Hair by William Faulkner, 1931
The magic trick:
Placing the narrator in the role of detective, working on the “case” of Hawkshaw, the vaguely mysterious local barber
It’s fitting that I read this during the same week that I was reading a bunch of Poirot mysteries. They’re not as dissimilar as you might expect. Faulkner relies on mystery to drive so many of his stories.
Here, in “Hair,” the mystery is a barber named Hawkshaw. Our narrator is trying to learn more and more about him. He disappears for two weeks every April, and he treats a local orphan girl with a kindness he doesn’t show anyone else. Not the craziest, most dramatic mystery maybe, but in the hands of the local gossip, it becomes alluring.

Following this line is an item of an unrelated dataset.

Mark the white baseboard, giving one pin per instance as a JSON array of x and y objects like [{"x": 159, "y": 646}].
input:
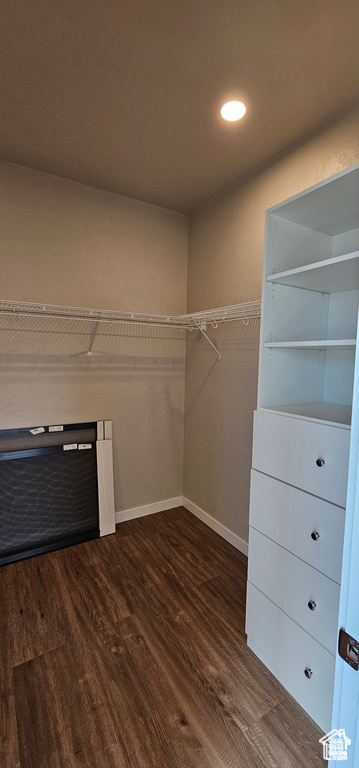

The narrator learns more and more but doesn’t assemble the whole puzzle until the very last sentence. Along the way, the reader follows in suspense worthy of a classic who-dun-it. And that’s quite a trick on Faulkner’s part.
The selection:
No; it was Matt Fox, the other barber, told me that. He was the one who told me about the doll Hawkshaw gave her on Christmas. I don’t know how he found it out. Hawkshaw never told him. But he knew some way; he knew more about Hawkshaw than Maxey did. He was a married man himself, Matt was. A kind of fat, flabby fellow, with a pasty face and eyes that looked tired or said – something. A funny fellow, and almost as good a barber as Hawkshaw. He never talked much either, and I don’t know how he could have known so much about Hawkshaw when a talking man couldn’t get much out of him. I guess maybe a talking man hasn’t got the time to ever learn much about anything except words.